Let’s put it in some context.
This week’s massive rate slug by the Commonwealth Bank comes just after it announced a record profit of more than $6 billion last year.
And just to really ram it home, this profit was fuelled by a massive 41 per cent increase in income from on home loan interest, which surged $638 million to a whopping $2.21 billion.
Then – in the middle of Australia’s greatest cultural celebration no less, and at the same time as every patriotic punter is mourning the loss of the greatest horse since Phar Lap – the CBA announces that it will almost double the official rate rise and whack its customers with almost half a per cent more on their loan.
Indeed its unseemly rush to be the first bank to announce such a hike may even have been driven by the hope that if they did it on the same day of the Cup their greedy cash gouging might be buried by the racing coverage.
It is such an extreme, cruel and unnecessary move that it is almost as though CEO Ralph Norris has gone out of his way to become a pariah.
“Look everybody,” he seems to be saying. “I’m the baddest bad-ass in town.”
Now this sort of behaviour might be kind of sexy if you’re an African-American vampire hunter who knows ninja moves, but not when you’re an extravagantly-paid middle-aged New Zealand businessman.
And just to complete the picture, just last week this same bloke actually had the nerve to say that suggestions that the CBA would be the first bank to increase rates was all a media beat-up.

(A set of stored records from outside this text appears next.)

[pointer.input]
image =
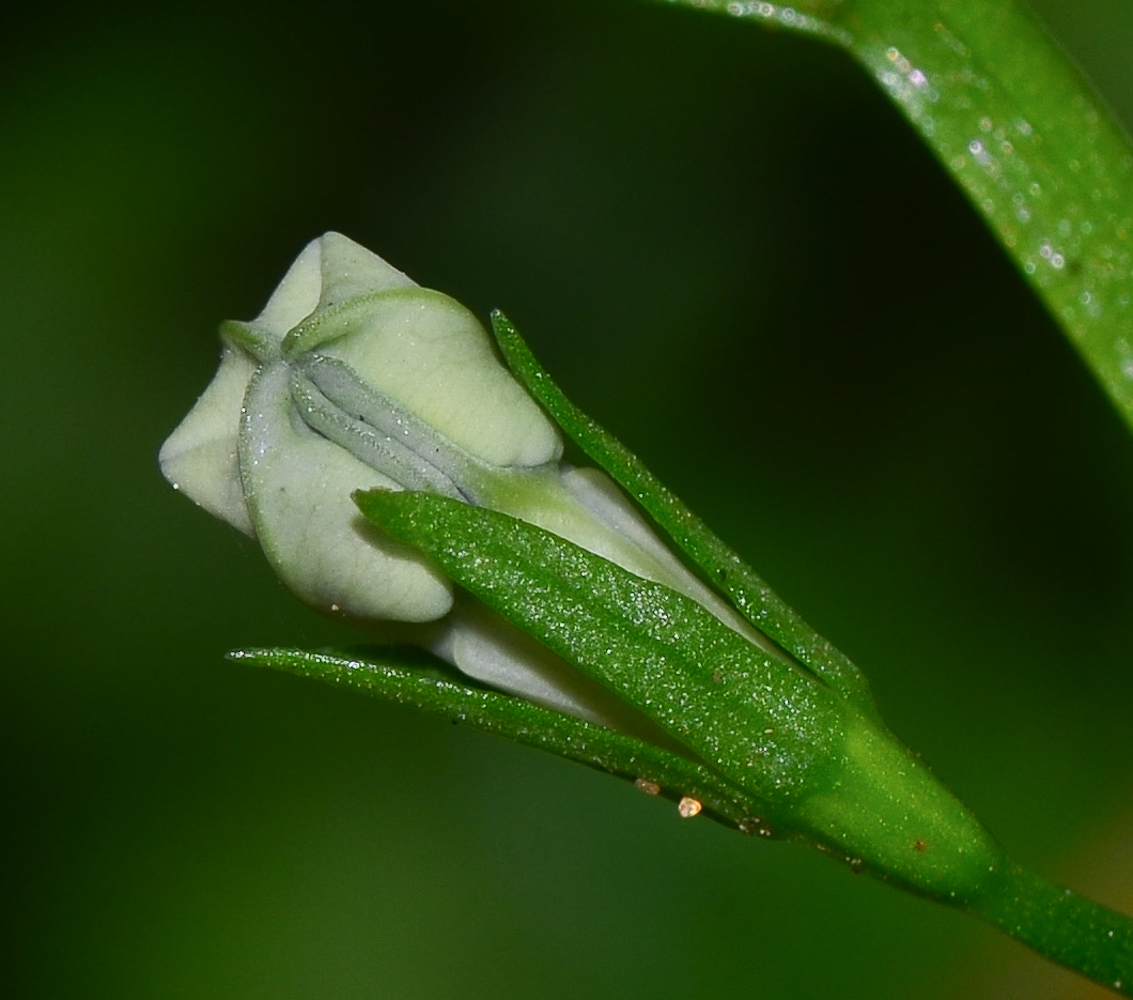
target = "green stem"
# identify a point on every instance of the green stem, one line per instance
(1021, 131)
(1062, 925)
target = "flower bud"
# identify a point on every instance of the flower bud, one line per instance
(354, 377)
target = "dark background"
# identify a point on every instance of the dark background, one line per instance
(733, 253)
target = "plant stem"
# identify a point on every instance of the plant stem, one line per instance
(1062, 925)
(1021, 131)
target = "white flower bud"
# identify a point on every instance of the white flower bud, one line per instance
(354, 377)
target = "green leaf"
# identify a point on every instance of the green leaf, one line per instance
(765, 609)
(406, 675)
(1021, 131)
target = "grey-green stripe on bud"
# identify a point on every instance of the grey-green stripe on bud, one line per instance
(354, 377)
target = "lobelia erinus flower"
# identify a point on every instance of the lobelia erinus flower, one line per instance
(395, 473)
(355, 377)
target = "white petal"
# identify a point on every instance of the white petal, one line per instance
(298, 486)
(431, 355)
(296, 297)
(199, 456)
(485, 647)
(349, 270)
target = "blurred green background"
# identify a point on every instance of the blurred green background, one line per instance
(732, 251)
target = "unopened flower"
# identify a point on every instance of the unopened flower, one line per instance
(355, 377)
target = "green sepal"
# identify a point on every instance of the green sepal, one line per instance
(722, 567)
(760, 721)
(407, 675)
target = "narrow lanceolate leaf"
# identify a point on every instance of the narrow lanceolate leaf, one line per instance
(1020, 130)
(763, 723)
(749, 592)
(409, 676)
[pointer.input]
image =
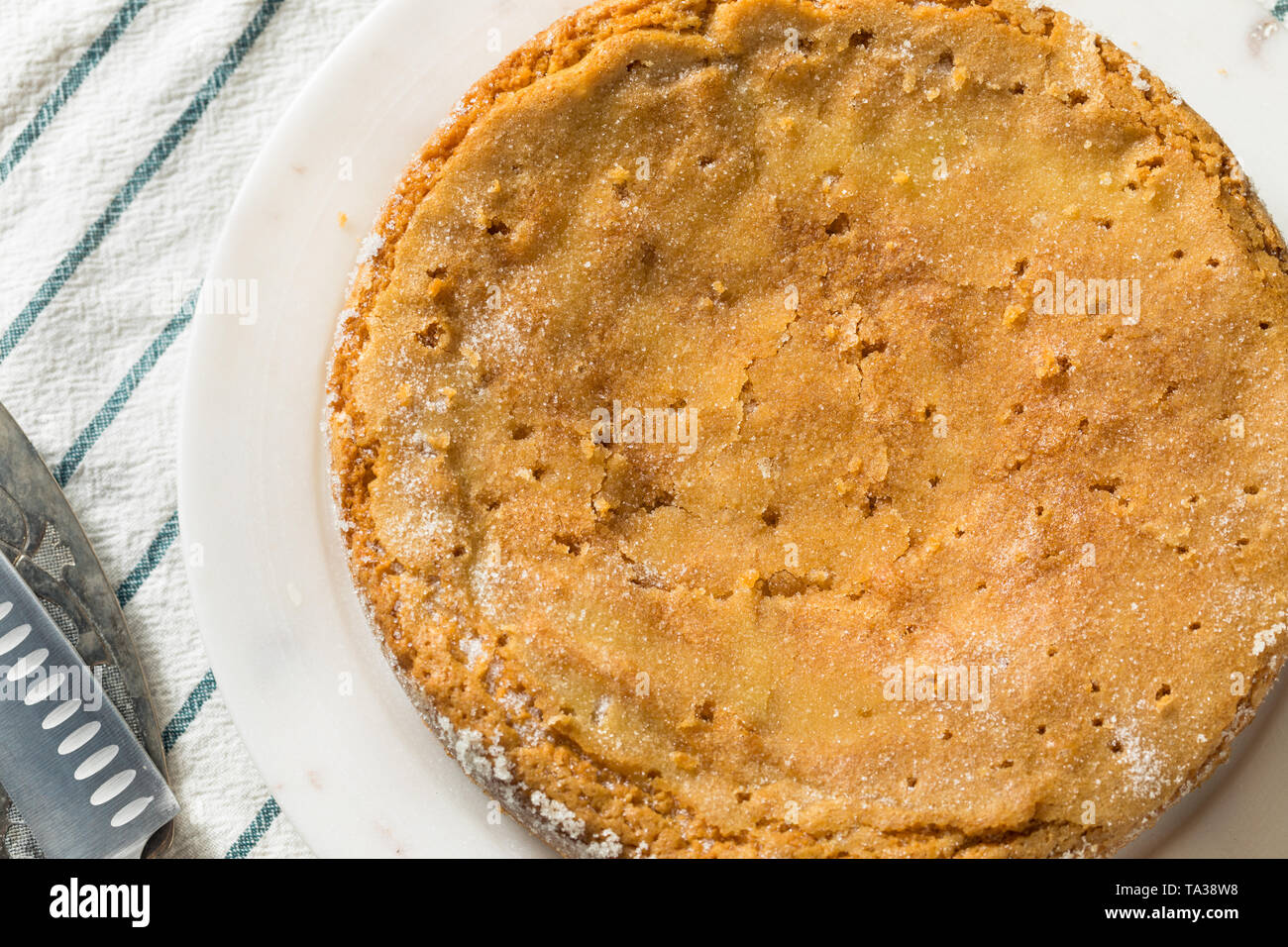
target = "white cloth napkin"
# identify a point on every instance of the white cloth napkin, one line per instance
(125, 131)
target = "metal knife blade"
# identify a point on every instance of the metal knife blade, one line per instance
(50, 552)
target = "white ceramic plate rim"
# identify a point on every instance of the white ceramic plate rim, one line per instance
(317, 706)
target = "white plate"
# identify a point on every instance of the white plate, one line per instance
(338, 741)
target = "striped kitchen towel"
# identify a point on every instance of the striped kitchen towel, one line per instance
(125, 132)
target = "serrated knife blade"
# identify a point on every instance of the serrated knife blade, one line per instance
(76, 771)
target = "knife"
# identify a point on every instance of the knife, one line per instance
(81, 762)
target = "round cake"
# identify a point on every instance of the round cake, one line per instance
(835, 428)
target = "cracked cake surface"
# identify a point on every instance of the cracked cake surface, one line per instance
(853, 427)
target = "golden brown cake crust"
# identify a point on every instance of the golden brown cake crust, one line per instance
(844, 237)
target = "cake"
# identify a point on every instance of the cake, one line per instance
(835, 428)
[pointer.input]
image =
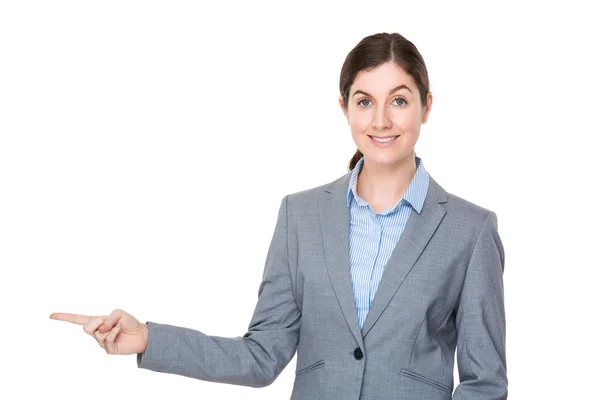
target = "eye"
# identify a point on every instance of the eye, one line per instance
(361, 103)
(400, 98)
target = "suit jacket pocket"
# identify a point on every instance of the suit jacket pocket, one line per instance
(418, 377)
(309, 368)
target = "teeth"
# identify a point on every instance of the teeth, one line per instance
(383, 140)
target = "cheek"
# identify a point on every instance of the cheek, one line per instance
(359, 123)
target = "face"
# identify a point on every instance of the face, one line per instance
(385, 103)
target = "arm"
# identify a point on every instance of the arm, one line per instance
(480, 321)
(257, 358)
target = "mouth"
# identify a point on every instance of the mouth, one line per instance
(383, 140)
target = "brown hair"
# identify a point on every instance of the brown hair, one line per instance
(378, 49)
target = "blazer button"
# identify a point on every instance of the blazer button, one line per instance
(358, 353)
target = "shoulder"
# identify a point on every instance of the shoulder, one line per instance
(308, 199)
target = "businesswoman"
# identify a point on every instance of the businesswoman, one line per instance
(376, 279)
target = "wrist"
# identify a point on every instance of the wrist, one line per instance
(145, 335)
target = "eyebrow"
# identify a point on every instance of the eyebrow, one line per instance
(391, 91)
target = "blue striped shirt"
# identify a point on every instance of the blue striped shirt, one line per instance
(374, 237)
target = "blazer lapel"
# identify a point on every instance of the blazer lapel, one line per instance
(335, 228)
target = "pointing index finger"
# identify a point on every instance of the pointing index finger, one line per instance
(73, 318)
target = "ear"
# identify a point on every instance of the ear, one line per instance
(341, 101)
(427, 110)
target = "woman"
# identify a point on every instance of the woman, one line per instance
(375, 279)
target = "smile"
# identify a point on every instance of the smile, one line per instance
(383, 141)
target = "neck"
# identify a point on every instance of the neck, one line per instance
(385, 183)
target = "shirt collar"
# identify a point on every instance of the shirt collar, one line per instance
(415, 194)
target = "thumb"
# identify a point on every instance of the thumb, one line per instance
(111, 320)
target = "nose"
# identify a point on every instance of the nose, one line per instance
(380, 119)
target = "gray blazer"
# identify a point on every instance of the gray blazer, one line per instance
(441, 292)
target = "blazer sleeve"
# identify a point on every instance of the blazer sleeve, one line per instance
(254, 359)
(480, 320)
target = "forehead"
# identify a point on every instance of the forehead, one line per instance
(382, 78)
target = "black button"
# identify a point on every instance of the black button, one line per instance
(358, 353)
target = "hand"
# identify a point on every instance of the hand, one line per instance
(117, 333)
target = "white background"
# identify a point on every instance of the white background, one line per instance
(135, 136)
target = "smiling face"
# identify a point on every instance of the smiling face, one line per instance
(385, 103)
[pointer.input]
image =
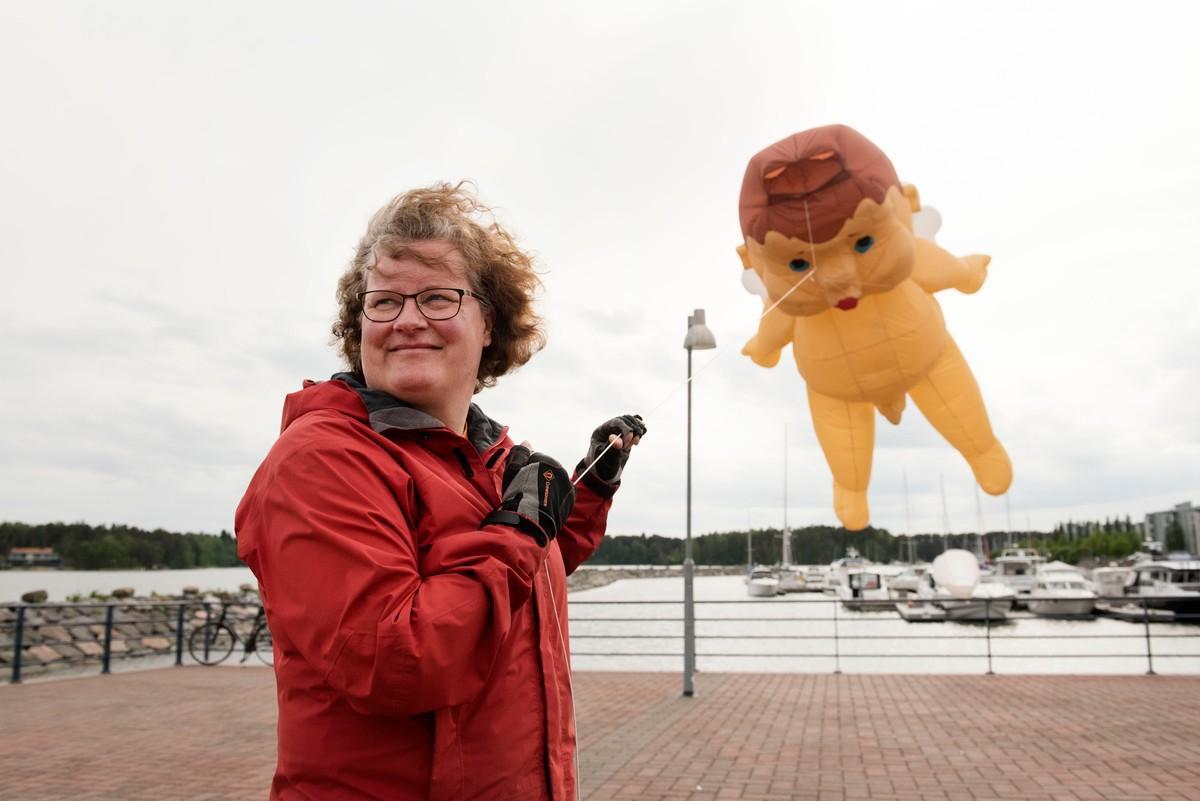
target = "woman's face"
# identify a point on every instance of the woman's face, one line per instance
(430, 365)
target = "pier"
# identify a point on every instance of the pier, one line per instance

Last Tuesday he tried to discredit the media who suggested this, saying:
“That particular article, which I was quite forthright in saying that I had flagged interest rate increases and that I’d be the first bank to increase, I think this has got a bit out of hand and I think some of the media have to take responsibility for that – this has become a media feast.”
Well it’s sure as hell a feast now Sir Ralph, and the main course is your head on a plate.
The only good news about Sir Ralph’s comprehensive boning of his 11 million customers is that in true Shakespearean form his shameless greed might yet have some positive results.
One is that other banks now have the chance to win countless CBA customers merely by just passing on the Reserve Bank’s official rate increase. Any good Christian soul can only pray that there is a stampede of Commonwealth borrowers fleeing the bank in much the same way that tourists with chocolate in their pockets flee grizzly bears.
Another is that the bank might finally dump its offensively pretentious “dare to be different” ads, which make me want to vomit blood every time I see one on the television. If there is anything more deeply nauseating than an adman saying to you in your own lounge room “look how clever I am” I am yet to experience it.
But lastly and most importantly the Federal Government now has a loaded shotgun to blast these filthy trolls back under the bridge from whence they came. It is now clear that banks cannot be trusted to do the right thing, any more than a junkie pickpocket with a gambling problem can be trusted to mind your wallet.
Ralph Norris has given the Government every political, social and economic reason it needs to stop banks from gouging money out of their customers in the same pitiless way with which a psychopath pulls wings off flies.
Julia Gillard would have the support of the Greens, the independents and, thanks to Joe Hockey, the Coalition. It is both desirable and doable and it would finally give her the chance to show some guts, some strength and some principle.
She should show the banks what a real bad-ass looks like.